Process Description

Loess Normalization

The Loess Normalization process normalizes data across arrays using a loess smoothing model. You can use the average across arrays and channels as the baseline for normalization or you can specify one array and channel to be used as the baseline.

Note: If you want to perform within-array loess normalization for two-channel arrays, run the Ratio Analysis process, instead.

What do I need?

Two data sets are required to run this process.

The first data set, the Input Data Set, contains all of the numeric data to be analyzed. This data set must be in the tall format where each sample corresponds to one row and each column corresponds to a separate experimental condition or array.

The drosophilaaging.sas7bdat data set, shown below, is a normalized data set derived from the Drosophila Aging experiment described in Sample Case Studies. It has 49 columns and 100 rows corresponding to 49 arrays and 100 individual probes, respectively.

The second data set is the Experimental Design Data Set (EDDS). This required data set tells how the experiment was performed, providing information about the columns in the input data set. Note that one column in the EDDS must be named ColumnName and the values contained in this column must exactly match the column names in the input data set.

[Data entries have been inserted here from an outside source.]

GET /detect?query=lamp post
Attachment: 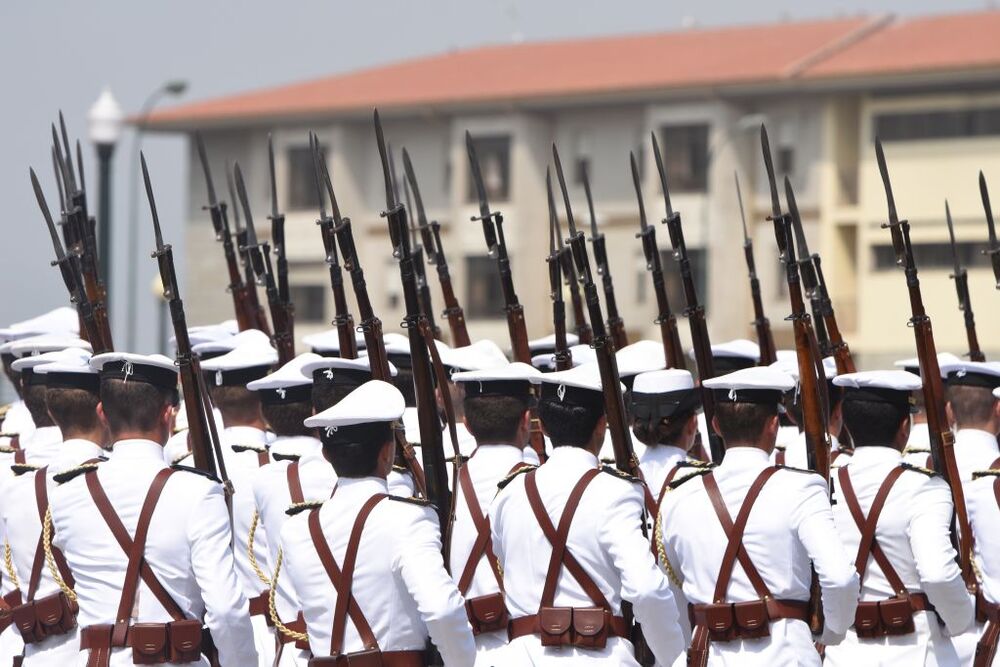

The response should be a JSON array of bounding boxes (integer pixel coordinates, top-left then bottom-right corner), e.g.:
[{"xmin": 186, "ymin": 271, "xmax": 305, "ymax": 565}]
[
  {"xmin": 87, "ymin": 87, "xmax": 125, "ymax": 285},
  {"xmin": 125, "ymin": 80, "xmax": 187, "ymax": 350}
]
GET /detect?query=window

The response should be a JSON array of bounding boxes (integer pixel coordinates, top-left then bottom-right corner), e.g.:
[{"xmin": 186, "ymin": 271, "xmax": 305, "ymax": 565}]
[
  {"xmin": 288, "ymin": 285, "xmax": 327, "ymax": 324},
  {"xmin": 660, "ymin": 248, "xmax": 708, "ymax": 317},
  {"xmin": 466, "ymin": 135, "xmax": 510, "ymax": 203},
  {"xmin": 287, "ymin": 146, "xmax": 325, "ymax": 211},
  {"xmin": 465, "ymin": 255, "xmax": 504, "ymax": 319},
  {"xmin": 660, "ymin": 124, "xmax": 708, "ymax": 193},
  {"xmin": 872, "ymin": 242, "xmax": 990, "ymax": 271},
  {"xmin": 875, "ymin": 107, "xmax": 1000, "ymax": 141}
]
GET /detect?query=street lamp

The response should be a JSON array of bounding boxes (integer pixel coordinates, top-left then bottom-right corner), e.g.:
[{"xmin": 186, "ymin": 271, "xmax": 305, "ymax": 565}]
[
  {"xmin": 87, "ymin": 87, "xmax": 125, "ymax": 285},
  {"xmin": 125, "ymin": 79, "xmax": 187, "ymax": 350}
]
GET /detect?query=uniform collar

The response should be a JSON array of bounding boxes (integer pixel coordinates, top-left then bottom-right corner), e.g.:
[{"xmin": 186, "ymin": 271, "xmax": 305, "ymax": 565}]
[
  {"xmin": 546, "ymin": 446, "xmax": 598, "ymax": 468},
  {"xmin": 111, "ymin": 439, "xmax": 163, "ymax": 463},
  {"xmin": 848, "ymin": 445, "xmax": 903, "ymax": 467}
]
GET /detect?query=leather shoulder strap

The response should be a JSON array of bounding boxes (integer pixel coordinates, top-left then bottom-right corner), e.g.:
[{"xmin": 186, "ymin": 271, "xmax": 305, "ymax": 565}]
[
  {"xmin": 524, "ymin": 468, "xmax": 611, "ymax": 611},
  {"xmin": 703, "ymin": 466, "xmax": 781, "ymax": 603},
  {"xmin": 285, "ymin": 461, "xmax": 306, "ymax": 504},
  {"xmin": 837, "ymin": 466, "xmax": 906, "ymax": 593}
]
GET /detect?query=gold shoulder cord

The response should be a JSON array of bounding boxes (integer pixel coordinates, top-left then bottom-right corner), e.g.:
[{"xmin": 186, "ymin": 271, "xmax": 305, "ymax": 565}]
[
  {"xmin": 247, "ymin": 510, "xmax": 271, "ymax": 586},
  {"xmin": 267, "ymin": 549, "xmax": 309, "ymax": 642},
  {"xmin": 42, "ymin": 508, "xmax": 76, "ymax": 602},
  {"xmin": 3, "ymin": 541, "xmax": 21, "ymax": 588}
]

The drosophilaaging_exp.sas7bdat EDDS, is shown below. Note that the ColumnName column lists the column names in the input data set. The Array column corresponds to an index variable. Note the variables describing experimental conditions.

A third, optional data set is the Baseline Reference Data Set. A baseline reference data set is generally used when you have a large set of reference arrays and you would like to add a few new arrays to an existing distribution. This data set should be in the tall format and contain both a baseline reference column and columns to merge with the input data set.

The drosophilaaging.sas7bdat and drosophilaaging_exp.sas7bdat data sets are included in the Sample Data folder.

For detailed information about the files and data sets used or created by JMP Genomics software, see Files and Data Sets.

Output/Results

Refer to the Loess Normalization output documentation for detailed descriptions of the output of this process.